大数跨境
0
0

The Critique of Transformer(2):Can It Output Knowledge?

The Critique of Transformer(2):Can It Output Knowledge? 智识神工
2025-12-10
4
导读:Transformers output information, not knowledge.

Can It Output Knowledge?

The Critique of Transformer

(2)


Abstract: The ‘Generalized BP + Transformer’ architecture forms the foundation of this generation of AI infrastructure. While Generalized BP has been enshrined by the Nobel Prize and is widely recognized as a ‘veteran technology’ with decades of history, those with deep understanding know that the Transformer is the core magic prop—the true ‘new engine’ driving Large Language Models(LLMs). Critique here is not criticism, as critique is a judgment born from deep insight, whereas criticism tends to be negative. The importance of Transformer cannot be overstated. We must approach it with critical, rather than casual, attitudes. We oppose Turing's definition of ‘intelligence as what humans can distinguish,’ as who can represent humanity? Is it one person, a thousand, or ten thousand? Can we truly consider all of humanity as an object of study? Such definitions might have practical meaning when considered by engineers working on PCBs or code, but as a definition for AI, it is childish. Knowledge, as the result of innovation, is the basic criterion by which we assess AI. We must carefully examine the relationship between the output of Transformer and knowledge in order to better understand its connection to intelligence. This paper first reveals that the attention mechanism is essentially a process of structured noise introduction (Noise Leading In, NLI), with its weight distribution inherently unstable and biased. Secondly, it points out that the operating mechanism of Transformer relies on incomplete induction, with conclusions based on statistical data rather than logical necessity—issues that have been extensively critiqued by Hume and Popper in philosophy. Finally, Transformer’s output is a highly complex, data-driven information structure that lacks the essential characteristics of knowledge, such as ‘true belief with justification.’ Therefore, the output of Transformer is not knowledge; we should regard it as a valuable informational tool, rather than the authoritative source of knowledge, and always recognize that the final judgment of meaning and responsibility rests with human cognitive agents.

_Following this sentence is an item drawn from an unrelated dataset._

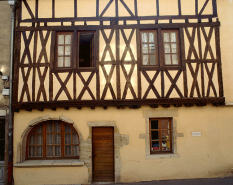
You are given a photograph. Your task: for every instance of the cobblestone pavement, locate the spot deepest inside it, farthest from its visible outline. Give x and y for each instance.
(213, 181)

Keywords:Transformer;Epistemology;Attention Mechanism; Induction; Large Language Models




Introduction



    In recent years, large language models based on the Transformer[1] architecture have demonstrated remarkable text generation capabilities, producing outputs that are often fluent, coherent, and seemingly insightful. This leap in ability prompts us to reconsider a fundamental question: can the output of Transformer models be regarded as ‘knowledge’? To answer this, we must not focus merely on the model's external performance, but delve into its internal mechanisms and philosophical foundations. This paper will argue, based on the technical nature of the attention mechanism and the inductive properties of the Transformer, combined with the strict philosophical distinction between knowledge and information, that the output of Transformer is, in essence, information rather than knowledge.






1、The Nature of the Attention Mechanism: Structured Noise Leading In




    Traditionally, the attention mechanism is often romanticized as the process by which a model ‘focuses’ on key information. However, from a technical perspective, attention is not a precise spotlight but rather a ‘Structured Noise Leading In’ (NLI) device that continually generates random perturbations.


    First, attention introduces a biased, artificial noise. Its core operation—calculating the dot product between the Query and Key followed by a Softmax function—is highly sensitive to small input variations. The Softmax function’s exponential sensitivity to logits causes even minor differences in logits to be amplified, leading to highly concentrated attention distributions (entropy collapse), making training unstable[2]. This implies that the attention mechanism produces a weighted mixture that is highly influenced by contextual disturbances, a ‘noisy’ outcome. More importantly, this noise is not pure white noise; its ‘artificial’ nature is reflected in the model parameters and data distributions. The training process aims to stabilize this noise statistically, but due to limited data and model architecture, it can never achieve an ideal unbiased state. Therefore, in attempting to eliminate incidental ‘individual’ differences in the data, attention inevitably introduces the potential biases learned from the training data, which may lead to one-sided associations.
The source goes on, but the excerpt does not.